China’s Economic Data vs. Economic Reality

This is a labour market in Guangzhou, where unemployment is rising. Many people are even pleading: "As long as there’s food to eat, it’s enough." (Screenshot from video)

[People News] While publicly claiming “5% growth,” China’s economy is showing signs of deterioration across multiple dimensions. Recently, several foreign media outlets and research institutions have pointed out that as economic difficulties deepen, authorities have adopted three main methods to conceal the true data: 1. Ceasing publication of key data, such as the youth unemployment rate, private fixed-asset investment, and details of monetary policy. 2. Altering data definitions, such as abruptly loosening the criteria for the narrow money supply (M1), making its year-on-year growth appear to “turn positive” from negative. 3. Directly manipulating data baselines, for example, by lowering last year’s consumption figures to create the illusion of a “rebound” this year.

I. Doubts Behind the “5% Growth Rate”

The statistics bureau announced a 5% GDP growth rate for 2024, but multiple economic indicators offer little support for this figure:

The Consumer Price Index (CPI) rose only 0.2% for the year, and the Producer Price Index (PPI) fell by 2.2%, indicating ongoing deflationary pressure.

Fiscal revenues have declined, investment is sluggish, and unemployment remains high—all inconsistent with strong growth.

Consumer spending in cities like Shanghai and Beijing declined in Q1, yet official data paradoxically claims a nationwide consumption increase of 4.6%.

If the economy were truly growing at 5%, there would be signs such as rising tax revenue, active investment, and improving employment, but none of these are present.

II. A Wave of Unemployment Combined with Local Fiscal Crises

While the government reports a 5.2% urban unemployment rate, the youth unemployment rate has reached 16.5%. Multiple institutions believe the actual situation may be even worse:

Nomura estimates that 5.7 million people could lose their jobs in the short term, with long-term unemployment potentially exceeding 15.8 million.

Local government debt may have surpassed 100% of GDP, with fiscal sustainability rapidly deteriorating.

Exports are faltering, especially exports to the U.S., which are hindered by high tariffs and blocked indirect export routes.

III. Manufacturing Decline and Rising Social Unrest

In many regions, manufacturing firms are reportedly laying off workers frequently, and worker protests are on the rise. According to data from Freedom House, the number of strikes in Q3 2024 increased by 27% year-over-year, often involving wage disputes and social tensions.

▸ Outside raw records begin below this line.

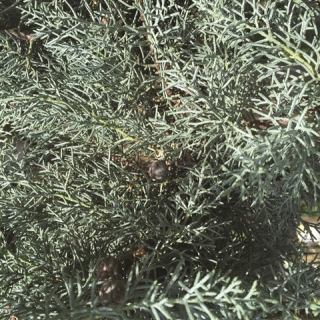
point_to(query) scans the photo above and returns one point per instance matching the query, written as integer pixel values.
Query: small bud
(108, 268)
(112, 293)
(158, 170)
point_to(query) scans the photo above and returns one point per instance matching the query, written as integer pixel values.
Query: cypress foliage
(92, 92)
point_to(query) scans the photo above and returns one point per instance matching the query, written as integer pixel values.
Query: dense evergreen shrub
(226, 92)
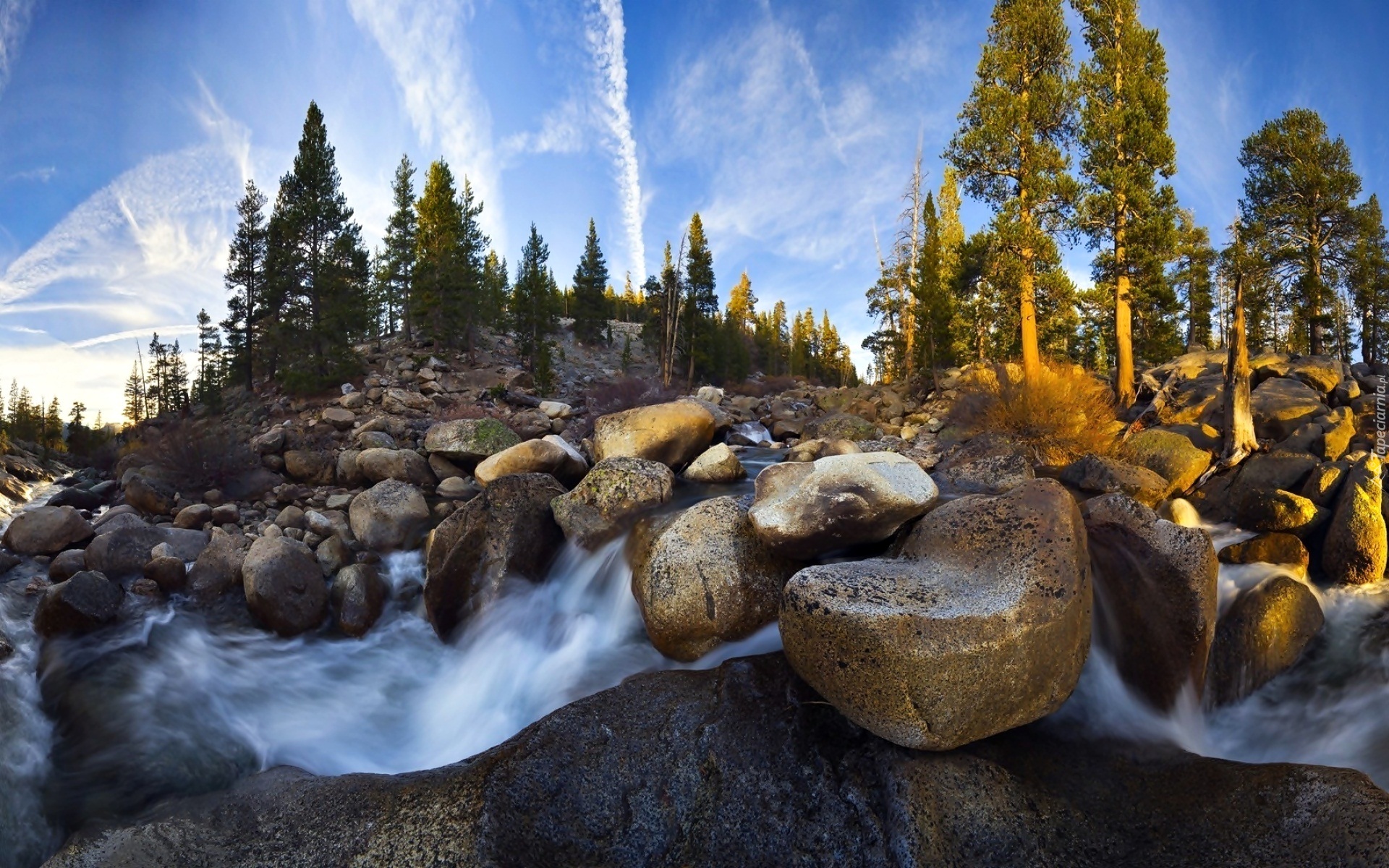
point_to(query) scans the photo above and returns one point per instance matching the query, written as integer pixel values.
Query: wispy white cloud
(608, 41)
(14, 22)
(428, 51)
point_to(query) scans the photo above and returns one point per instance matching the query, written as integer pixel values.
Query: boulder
(1155, 596)
(470, 441)
(981, 625)
(389, 516)
(193, 517)
(705, 578)
(218, 567)
(1278, 510)
(610, 498)
(715, 464)
(125, 552)
(80, 605)
(842, 427)
(673, 434)
(507, 531)
(745, 765)
(990, 475)
(1263, 634)
(169, 573)
(806, 510)
(1354, 550)
(149, 496)
(1280, 406)
(1103, 475)
(1267, 549)
(403, 464)
(309, 466)
(1168, 454)
(549, 454)
(284, 587)
(46, 531)
(359, 596)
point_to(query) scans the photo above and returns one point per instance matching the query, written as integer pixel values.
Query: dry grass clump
(1063, 416)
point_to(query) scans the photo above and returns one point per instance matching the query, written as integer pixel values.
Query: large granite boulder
(673, 434)
(745, 765)
(982, 624)
(470, 441)
(46, 531)
(389, 516)
(611, 496)
(549, 454)
(806, 510)
(284, 585)
(506, 532)
(1354, 550)
(705, 578)
(1155, 596)
(1265, 632)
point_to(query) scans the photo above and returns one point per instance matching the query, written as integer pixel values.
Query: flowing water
(178, 700)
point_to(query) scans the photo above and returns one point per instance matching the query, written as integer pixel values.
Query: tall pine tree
(1011, 145)
(1124, 146)
(590, 284)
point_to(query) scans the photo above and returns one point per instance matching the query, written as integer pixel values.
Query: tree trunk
(1239, 421)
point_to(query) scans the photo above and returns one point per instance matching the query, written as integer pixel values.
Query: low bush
(1063, 416)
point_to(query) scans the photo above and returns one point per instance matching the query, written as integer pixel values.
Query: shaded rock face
(80, 605)
(1100, 475)
(46, 531)
(1354, 550)
(218, 567)
(125, 552)
(549, 454)
(744, 765)
(610, 498)
(284, 587)
(715, 464)
(1267, 549)
(1155, 596)
(673, 434)
(388, 516)
(1168, 454)
(992, 475)
(806, 510)
(470, 441)
(507, 531)
(981, 625)
(705, 578)
(359, 595)
(1263, 634)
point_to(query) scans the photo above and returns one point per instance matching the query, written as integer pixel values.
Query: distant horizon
(125, 137)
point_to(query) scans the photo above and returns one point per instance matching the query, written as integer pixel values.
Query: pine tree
(700, 302)
(1010, 149)
(321, 282)
(590, 281)
(1126, 146)
(246, 281)
(534, 310)
(1369, 277)
(1299, 195)
(1192, 278)
(395, 277)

IV. External Observations: China May Be Entering Long-Term Decline

A reporter from Switzerland’s Neue Zürcher Zeitung based in China noted that the country’s engine, as the “world’s factory”, is showing signs of fatigue, with southern industrial zones now appearing deserted. Observers believe these are signs of a long-term economic downturn.

Zhao Xiao comments: “Behind the silence of the numbers is the roar of reality. Superficial growth cannot hide deep recession. Without facing the problems, there can be no true reform or recovery.”